How does one prepare for this insane challenge? Well, I can't speak for everyone, but I can speak for myself. I am a habitual planner. I plan the crap out of everything I write, including fanfiction. Okay, maybe I don't plan the crap out of everything, but I do plan. I plan, at the very least, the main scenes that are going to be the driving force of the story. I figure out who my characters are, and create their back-stories so they can drive those scenes. Once I have my major plot points, I let my characters guide me from point A to point B and beyond. Sometimes the path they chose is twisty and hilly and convoluted, but they, eventually, get me where I'm going.

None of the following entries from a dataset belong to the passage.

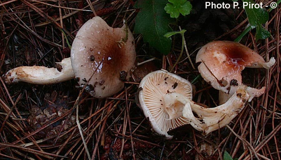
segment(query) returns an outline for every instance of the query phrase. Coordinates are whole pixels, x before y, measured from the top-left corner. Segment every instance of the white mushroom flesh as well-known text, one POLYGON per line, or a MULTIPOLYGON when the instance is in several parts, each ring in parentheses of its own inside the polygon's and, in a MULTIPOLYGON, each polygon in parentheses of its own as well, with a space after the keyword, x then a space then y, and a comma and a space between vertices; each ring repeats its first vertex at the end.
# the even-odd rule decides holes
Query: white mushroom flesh
POLYGON ((224 103, 237 86, 243 84, 241 72, 245 67, 268 69, 275 61, 272 57, 265 62, 262 57, 246 46, 230 41, 209 43, 202 47, 196 57, 196 62, 201 62, 198 67, 201 76, 220 91, 220 104, 224 103))
POLYGON ((205 108, 177 93, 170 96, 184 105, 183 116, 195 128, 208 134, 230 123, 243 109, 251 96, 248 91, 250 87, 238 86, 236 93, 224 104, 213 108, 205 108), (196 114, 195 116, 193 113, 196 114))
POLYGON ((67 80, 75 76, 70 58, 65 58, 60 62, 60 68, 42 66, 22 66, 8 71, 4 76, 6 83, 11 84, 19 82, 37 85, 49 85, 67 80), (59 70, 61 69, 61 70, 59 70))
POLYGON ((169 103, 169 93, 176 93, 187 99, 192 99, 190 82, 179 76, 163 70, 151 72, 144 77, 139 88, 139 101, 145 117, 154 131, 168 138, 172 137, 167 132, 188 124, 188 119, 182 117, 184 105, 180 103, 169 103))

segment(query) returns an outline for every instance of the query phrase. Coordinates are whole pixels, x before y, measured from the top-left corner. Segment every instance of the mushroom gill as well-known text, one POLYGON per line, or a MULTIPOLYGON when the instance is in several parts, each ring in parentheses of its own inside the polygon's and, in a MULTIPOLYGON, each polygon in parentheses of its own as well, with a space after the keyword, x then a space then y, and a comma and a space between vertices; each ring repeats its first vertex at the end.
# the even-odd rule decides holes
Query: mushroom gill
POLYGON ((192 99, 192 86, 187 80, 165 71, 157 70, 144 77, 140 84, 138 99, 141 109, 157 133, 168 138, 167 132, 188 124, 183 117, 184 107, 180 103, 172 107, 165 95, 177 93, 187 98, 192 99))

I used to be a pantser. A pantser is someone who writes by the seat of their pants. They start writing and see where it goes. I used to be like that. But, I ended up with more unfinished stories than I knew what to do with. However, I also know several people who have won NaNoWriMo with a pantsed novel.

There is no right or wrong way to write. If you are a habitual planner (and subsequently, a world-builder), that's awesome! If you are a pantser, that's awesome too! The most important part of NaNoWriMo is simply starting. You can't write the novel you never start.

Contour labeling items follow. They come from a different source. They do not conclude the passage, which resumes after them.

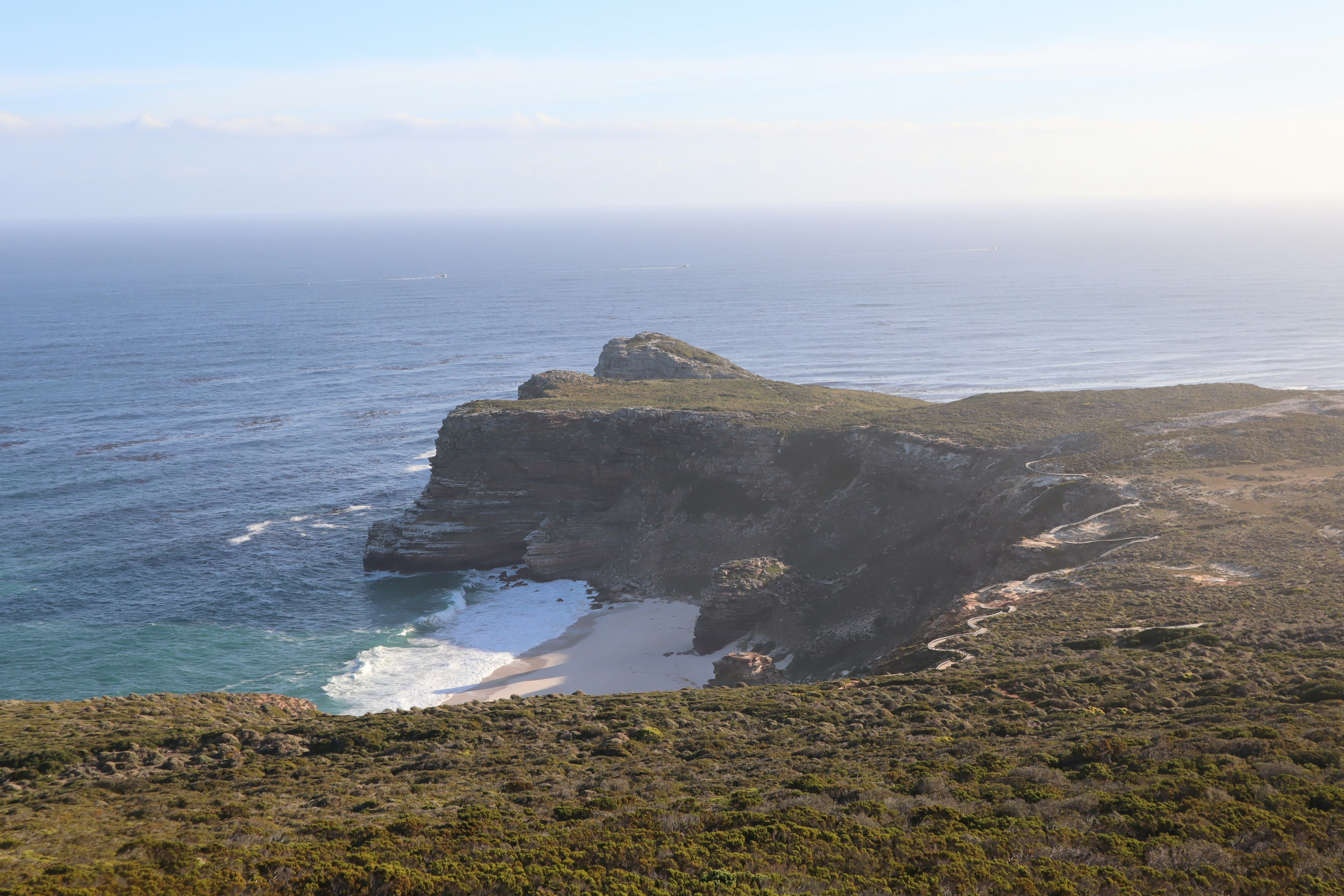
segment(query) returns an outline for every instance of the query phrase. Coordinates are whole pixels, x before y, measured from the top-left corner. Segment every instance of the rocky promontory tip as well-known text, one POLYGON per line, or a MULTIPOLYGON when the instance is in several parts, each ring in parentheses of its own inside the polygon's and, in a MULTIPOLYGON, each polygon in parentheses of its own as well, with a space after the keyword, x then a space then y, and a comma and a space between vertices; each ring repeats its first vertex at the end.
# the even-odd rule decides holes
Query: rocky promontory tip
POLYGON ((739 685, 785 685, 789 680, 774 660, 763 653, 730 653, 714 661, 714 677, 706 688, 737 688, 739 685))
POLYGON ((589 383, 594 376, 577 371, 546 371, 532 373, 526 383, 517 387, 519 400, 530 398, 551 398, 559 391, 560 383, 589 383))
POLYGON ((602 347, 594 375, 614 380, 758 380, 751 371, 663 333, 617 337, 602 347))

I also find stocking up on tea, hot chocolate, and food is immensely helpful for navigating the highs and lows of November. Staying caffeinated and well-fed (especially well-fed) is essential to just surviving the chaos that inevitable ensues. And when I say there are highs and lows, I mean it. You will have days when nothing short of the apocalypse can stop you. And, you will have days when the apocalypse is in full force inside your head and writing is nigh impossible. I know this, because I've been there. Back in 2013, I had a 5,000 word day. I surprised myself! And it felt wonderful! It felt amazing. But, that was only a one-time deal. I haven't had a 5,000 word day since. I've had a couple of 2,000 word days, but nothing quite so tremendous as that 5,000 word one. I've also had many, many lows. I've had zero word days, and days when I've struggled to keep focused. Any of my friends will be able to tell you that, sometimes, I have the attention span of a goldfish. This is due to my ADD, and some days are worse than others. I also struggle with dark moments when I doubt myself a lot. That doubt manifests itself in an inability to write when I really need to. This is when I'm glad I don't hole myself in my room for NaNoWriMo. I meet other writers to write with because of these low days. I often need the encouragement, to hear the voices of my friends telling me not to give up and to keep writing. The advice doesn't always sink in, but it helps knowing I have people cheering in my corner, people I will cheer on in return.

Oh, and something else that helps? My ever-present, all-round comforting, mascot, Perry. He's my NaNoWriMOwl!

Meet, Perry!

Am I insane for doing this? Definitely. But, I can't imagine November without it.